Critique 934 : TROUILLE, de Marc Behm


TROUILLE (en v.o. : Afraid to death) est un roman écrit par Marc Behm, traduit en français par Nathalie Godard, publié en 1993 par les Editions Rivages (collection "Noir").

Depuis qu'à l'âge de onze ans il a littéralement vu la Mort à l'oeuvre suite au décès de son voisin, Mr Morgan, Joe Egan vit dans la peur qu'elle vienne le prendre. En parallèle, à l'adolescence, il s'initie à divers jeux, devenant membre honoraire d'un club de bridge, apprenant le poker avec son père, maîtrisant la canasta, le gin rummy, la belote.
Sa mère meurt dans un accident de voiture quand il a treize ans. Son père prend une amante avec laquelle il partira vivre à Londres. Lui-même s'en va à Raleigh, en Caroline du Nord, à 29 ans, sachant que si la Mort est toujours à ses trousses, il sent sa présence avant de la voir.
Joe rencontre Ada et l'épouse, mais il la quitte subitement après que, lors d'une réception donnée par leur patron, un invité a tué l'amant de sa femme. Ce n'est que le début d'une longue fuite à travers le pays, périple au cours duquel il s'efforce de passer inaperçu, sombrant dans la clochardisation, puis amassant assez d'argent en participant à des parties de poker.
C'est ainsi que Joe croise plusieurs personnages, pour la plupart féminins, qui l'aideront, l'abriteront, mais échoueront à le retenir longtemps : Maxie Hearn, pulpeuse rousse et joueuse investissant ses gains dans l'immobilier ; Nellie Jarman, connaissance de son adolescence devenue artiste et bisexuelle ; Iraq Weber, superbe médium noire.
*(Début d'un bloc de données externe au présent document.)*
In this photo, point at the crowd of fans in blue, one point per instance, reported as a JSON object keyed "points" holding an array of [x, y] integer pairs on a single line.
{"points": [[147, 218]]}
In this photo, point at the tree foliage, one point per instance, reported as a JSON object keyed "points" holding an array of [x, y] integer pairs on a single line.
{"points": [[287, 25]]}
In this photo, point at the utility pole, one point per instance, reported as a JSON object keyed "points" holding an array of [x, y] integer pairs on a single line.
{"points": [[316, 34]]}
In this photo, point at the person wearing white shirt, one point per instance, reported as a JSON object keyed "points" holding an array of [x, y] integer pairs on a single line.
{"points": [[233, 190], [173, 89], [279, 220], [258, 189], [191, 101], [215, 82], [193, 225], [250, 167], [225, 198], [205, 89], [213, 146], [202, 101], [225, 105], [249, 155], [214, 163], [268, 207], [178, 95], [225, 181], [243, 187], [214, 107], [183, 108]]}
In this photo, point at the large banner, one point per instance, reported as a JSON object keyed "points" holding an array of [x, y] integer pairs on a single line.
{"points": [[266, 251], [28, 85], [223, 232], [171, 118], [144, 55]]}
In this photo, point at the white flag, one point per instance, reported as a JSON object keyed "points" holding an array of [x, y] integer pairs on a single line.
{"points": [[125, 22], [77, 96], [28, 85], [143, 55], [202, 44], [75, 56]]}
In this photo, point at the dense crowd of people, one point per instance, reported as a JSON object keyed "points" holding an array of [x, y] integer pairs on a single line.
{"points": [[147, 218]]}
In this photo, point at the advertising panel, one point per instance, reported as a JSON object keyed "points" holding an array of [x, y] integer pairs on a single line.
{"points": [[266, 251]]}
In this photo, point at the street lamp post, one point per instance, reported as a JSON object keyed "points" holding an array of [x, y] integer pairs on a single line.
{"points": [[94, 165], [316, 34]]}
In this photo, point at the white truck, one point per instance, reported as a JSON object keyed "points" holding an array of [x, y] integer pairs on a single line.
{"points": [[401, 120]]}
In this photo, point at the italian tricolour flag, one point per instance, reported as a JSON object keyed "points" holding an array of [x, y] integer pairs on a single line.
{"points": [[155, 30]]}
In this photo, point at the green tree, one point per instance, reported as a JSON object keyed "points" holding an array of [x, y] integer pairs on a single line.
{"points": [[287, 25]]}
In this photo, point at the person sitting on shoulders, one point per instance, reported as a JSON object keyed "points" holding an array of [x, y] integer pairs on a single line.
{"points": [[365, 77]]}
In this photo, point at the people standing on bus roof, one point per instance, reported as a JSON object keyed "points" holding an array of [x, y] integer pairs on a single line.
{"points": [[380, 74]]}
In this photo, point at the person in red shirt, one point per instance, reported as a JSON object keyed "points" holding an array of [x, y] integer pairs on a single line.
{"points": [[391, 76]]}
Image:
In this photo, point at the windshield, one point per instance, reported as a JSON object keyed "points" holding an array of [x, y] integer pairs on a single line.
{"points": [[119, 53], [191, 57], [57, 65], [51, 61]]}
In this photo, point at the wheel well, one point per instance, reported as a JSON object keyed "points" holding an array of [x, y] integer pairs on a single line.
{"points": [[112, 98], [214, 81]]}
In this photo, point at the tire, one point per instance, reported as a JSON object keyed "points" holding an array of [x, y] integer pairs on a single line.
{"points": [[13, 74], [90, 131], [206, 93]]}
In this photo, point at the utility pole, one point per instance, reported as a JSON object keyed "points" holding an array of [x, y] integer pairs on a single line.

Mais aussi Milch, un travesti flambeur avec lequel il s'oppose souvent, ou Roscoe, un nain qui permet ou non de s'attabler à une partie de cartes.
Où qu'il aille pourtant, l'Ange de la Mort, incarné en une magnifique blonde aux yeux violets, retrouve Joe. Mais veut-elle vraiment le tuer ?
 Marc Behm

Quand il est mort il y a sept ans à l'âge avancé de 82 ans, Marc Behm laissait derrière lui une oeuvre aussi fournie que variée et exubérante, inscrite dans le registre de la série noire même si, en vérité, elle ne s'y limitait pas. Le polar n'était qu'une forme pour cet écrivain prolixe qui s'amusait à en briser les codes, à s'amuser avec. 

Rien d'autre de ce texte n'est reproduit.